Revista ULE: Ao falarmos sobre o Espírito em psicoterapia, logo associamos à Psicologia do Espírito. Qual a importância do trabalho do psicoterapeuta e de que forma ele pode ajudar a que seu paciente faça o alinhamento do Espírito com o Personagem?

AN: A psicoterapia do Espírito é uma psicoterapia profunda, pragmática, que estabelece uma relação Espírito a Espírito no setting terapêutico, então é uma relação verdadeira, direta e profunda. Isso traz consequências muito grandes, mas nem sempre alcançável pelo paciente, nem sempre ele se vê como Espírito. O objetivo da psicoterapia não é doutriná-lo a se ver como Espírito, mas de retirá-lo da sua angústia e da ignorância sobre si mesmo, na expectativa de que um dia aquele indivíduo consiga se ver como Espírito. É mais um modo de viver a psicoterapia, que gera uma instabilidade na normalidade do paciente: ele vai se sentir diferente quando confrontar o que ele ouve na terapia com o que a sociedade lhe diz. Esse confronto é salutar, é saudável, e vai gerar mudanças no paciente. O olhar do psicoterapeuta é um olhar de Espírito para Espírito.

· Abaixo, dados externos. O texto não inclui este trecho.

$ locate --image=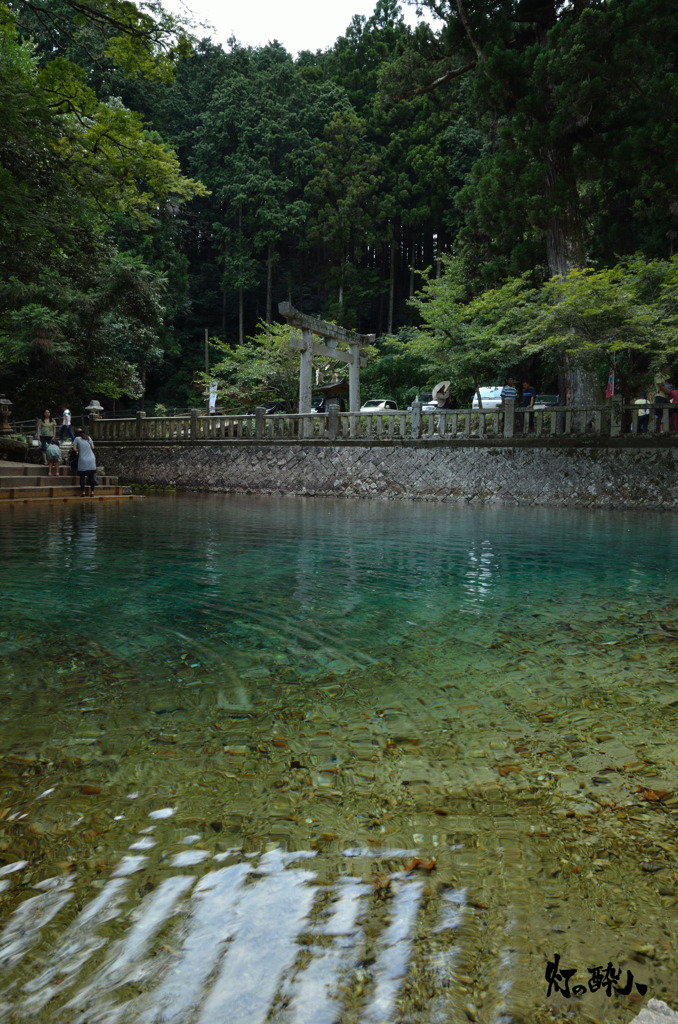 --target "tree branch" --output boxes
[400,60,476,99]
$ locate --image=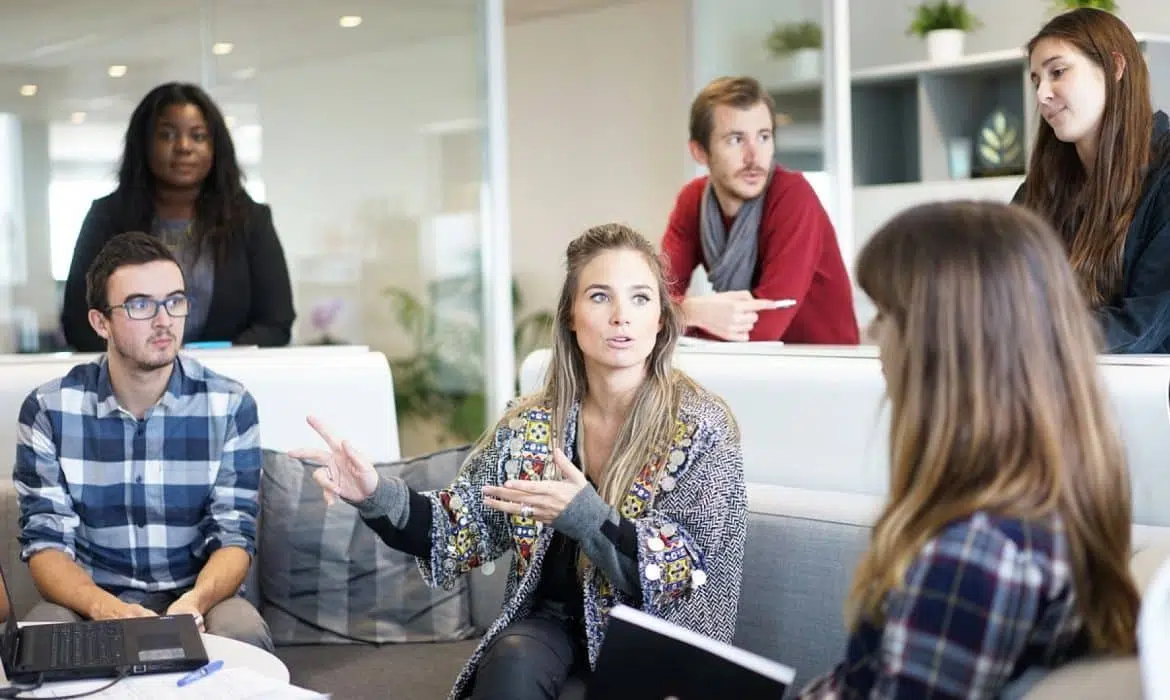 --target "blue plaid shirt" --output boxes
[800,513,1089,700]
[13,355,260,595]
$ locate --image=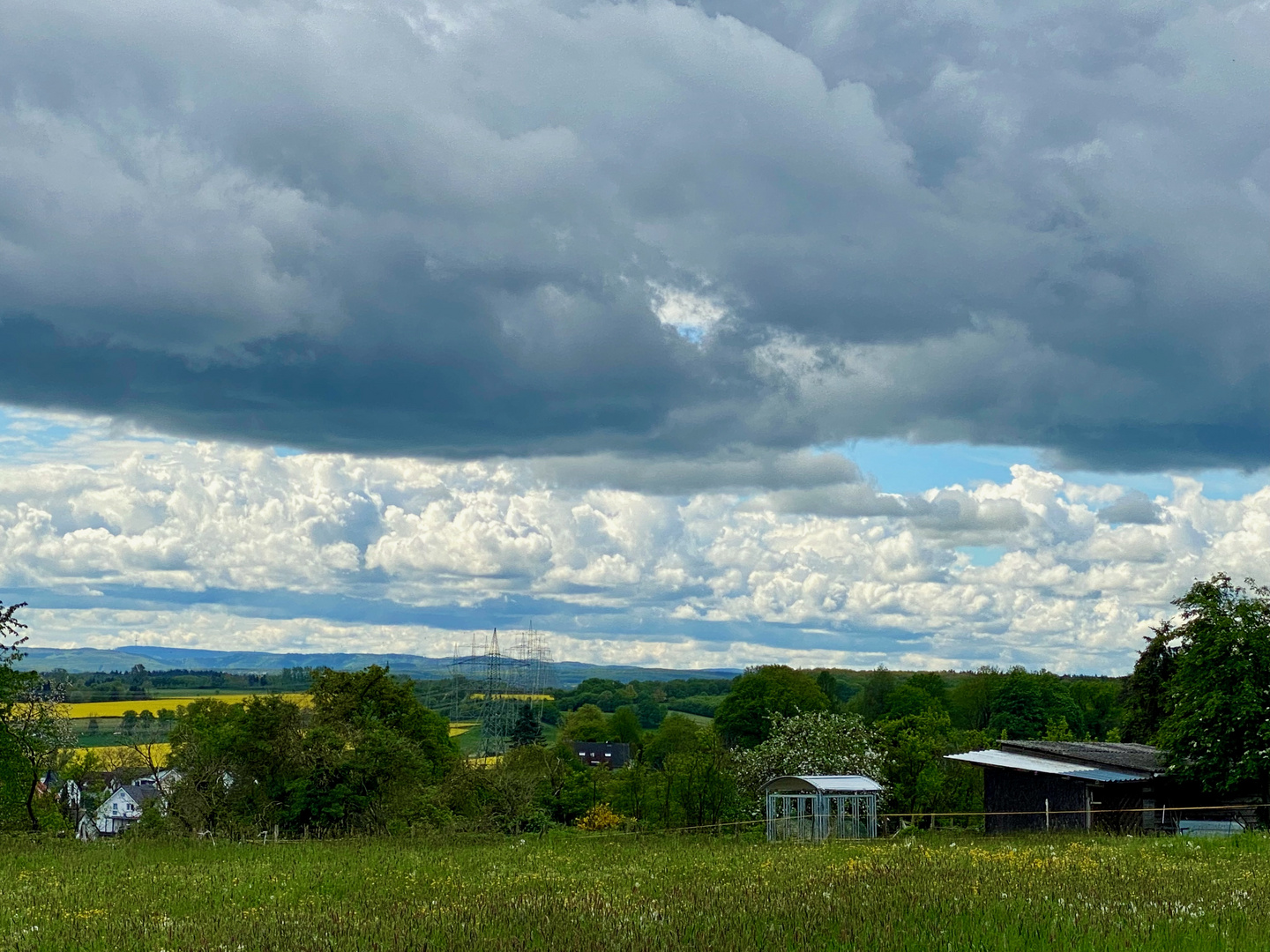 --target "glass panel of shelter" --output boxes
[767,793,878,842]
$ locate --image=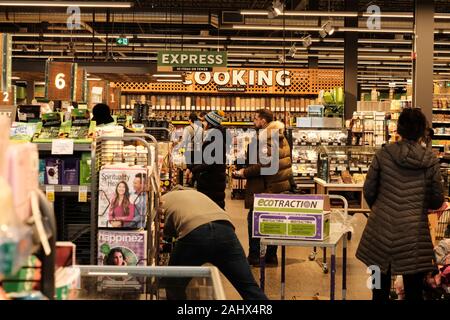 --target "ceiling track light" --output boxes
[302,35,312,48]
[267,0,284,19]
[0,0,133,8]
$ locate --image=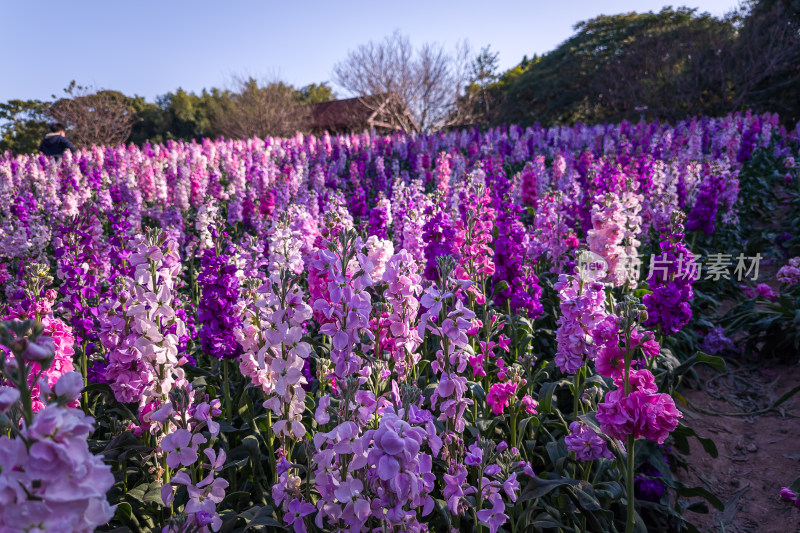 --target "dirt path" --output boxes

Revista ULE: “Sentir Deus é meta evolutiva para que se retirem os atributos humanos que dificultam o entendimento do sentido e significado do viver.” é um trecho de seu livro. O que é sentir o Divino e que habilidade devemos integrar para senti-Lo?

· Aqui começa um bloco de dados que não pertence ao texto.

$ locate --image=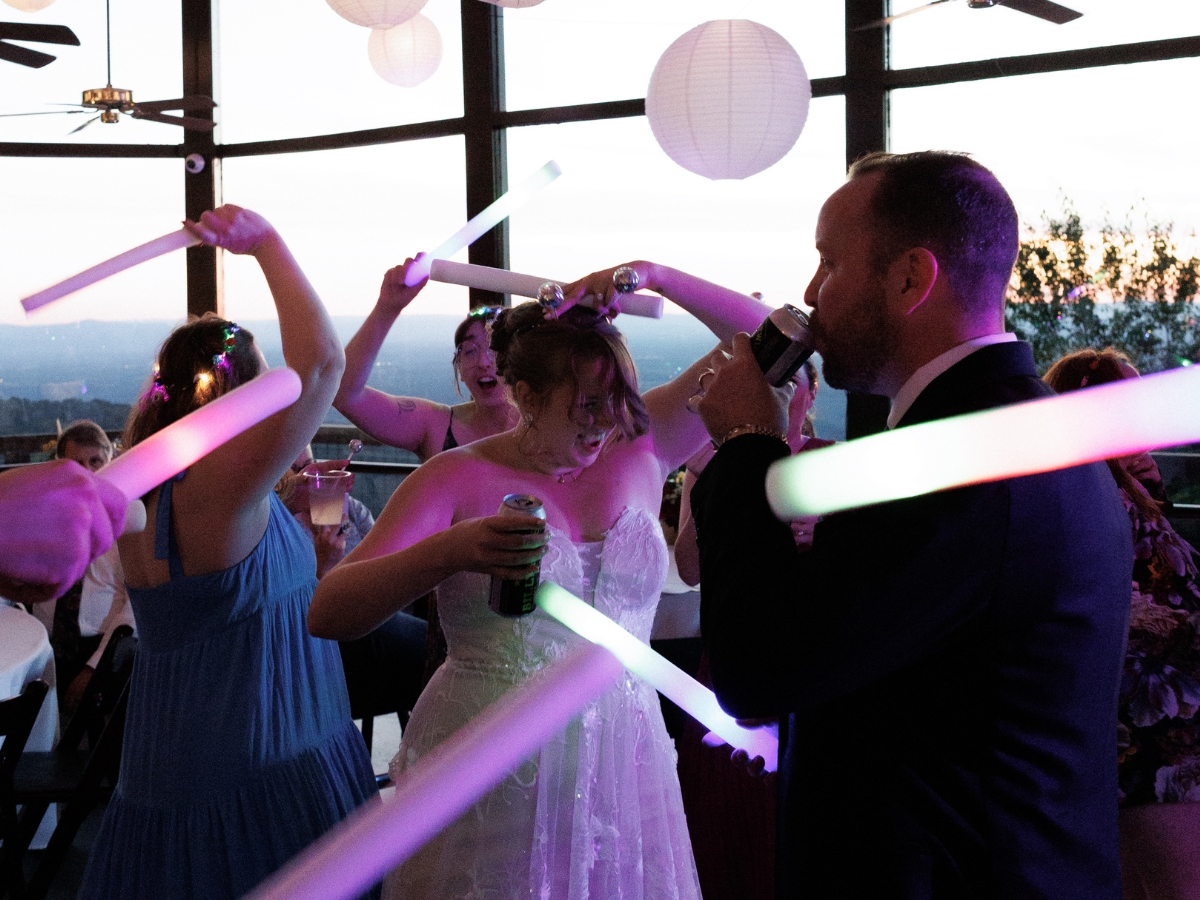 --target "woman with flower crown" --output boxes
[308,262,769,900]
[82,206,376,900]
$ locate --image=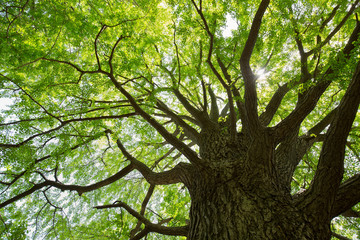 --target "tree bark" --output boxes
[185,130,328,240]
[184,168,320,240]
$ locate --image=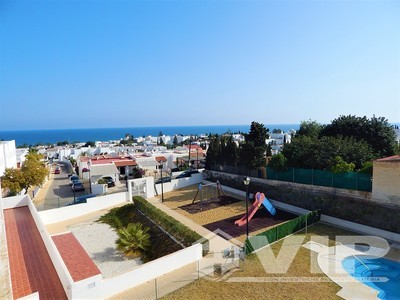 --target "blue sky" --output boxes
[0,0,400,130]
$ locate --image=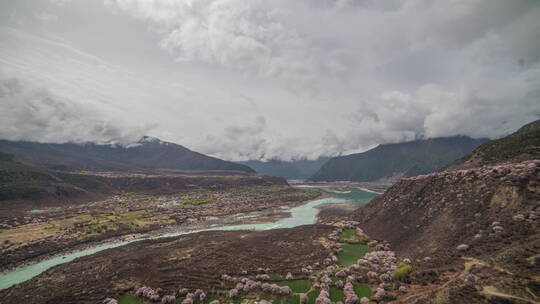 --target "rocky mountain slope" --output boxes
[310,136,487,182]
[0,136,254,172]
[0,152,287,209]
[449,120,540,170]
[239,157,330,179]
[354,120,540,303]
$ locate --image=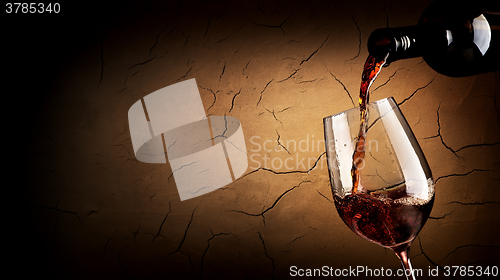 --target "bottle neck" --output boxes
[368,24,453,63]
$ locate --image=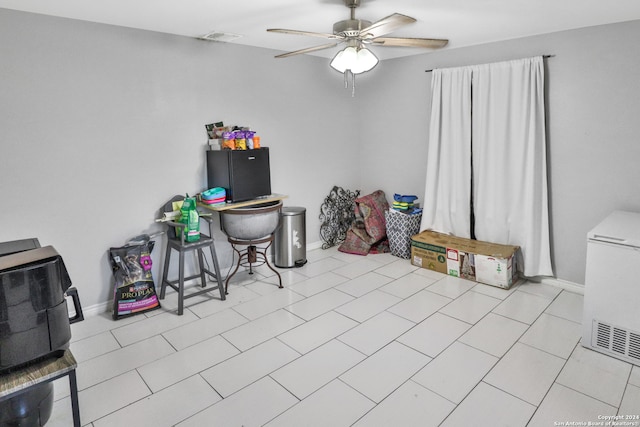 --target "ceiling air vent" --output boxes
[198,31,242,42]
[592,319,640,364]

AN:  É preciso desconstruir o entendimento que se tem a respeito de Deus, que é um entendimento que vem de milênios, que é um entendimento incrustado nas bases psicológicas do ser humano; é preciso destituir esse lugar denominado Deus. Não estou me referindo à não existência de Deus, mas, sim, ao lugar e aos atributos que foram dados a esse nome Deus. Tenho usado mais o Divino, para diferenciar do conceito tradicional de Deus. Então, essa desconstrução é preliminar antes de sentir Deus. É preciso desconstruir e não ter medo de fazer isso, não se sentir um herege ou um ateu por estar fazendo isso; é preciso ter muita coragem para retirar todos esses atributos que a religião coletiva colocou. No momento em que desconstrói – você não nega, mas desconstrói –, você fica no aguardo de que haja uma consciência de conexão diferente porque retirou todos os atributos humanos colocados em Deus. Em dado momento (isso aconteceu comigo), começa-se a sentir algo diferente, como se tivesse sido tocado por uma força impulsionadora, um entusiasmo, uma disposição diferente, e eu chamo isso de Divino, mas não tem qualquer adjetivo que qualifique a não ser esse sentir. É um sentimento de existência de algo muito mais profundo, misterioso, doce, leve, que eu chamo de Divino.

Revista ULE: E finalizando, o que é viver como Espírito?

AN: Viver como Espírito, para mim, é o ser humano viver a própria vida, realizar a sua natureza, não ter medo de ser quem é, não se dar importância para o outro, mas apenas para si mesmo, é não exigir que alguém reconheça nada, absolutamente nada, como meritório, apenas ser ele mesmo. Viver como Espírito é você tornar-se aquilo que você é, que é a própria essência de ser Espírito. Viver como Espírito é ser você mesmo.

“O viver como Espírito é um permanente estado pessoal, cujo horizonte a ser alcançado é a máxima realização de si mesmo a cada instante.”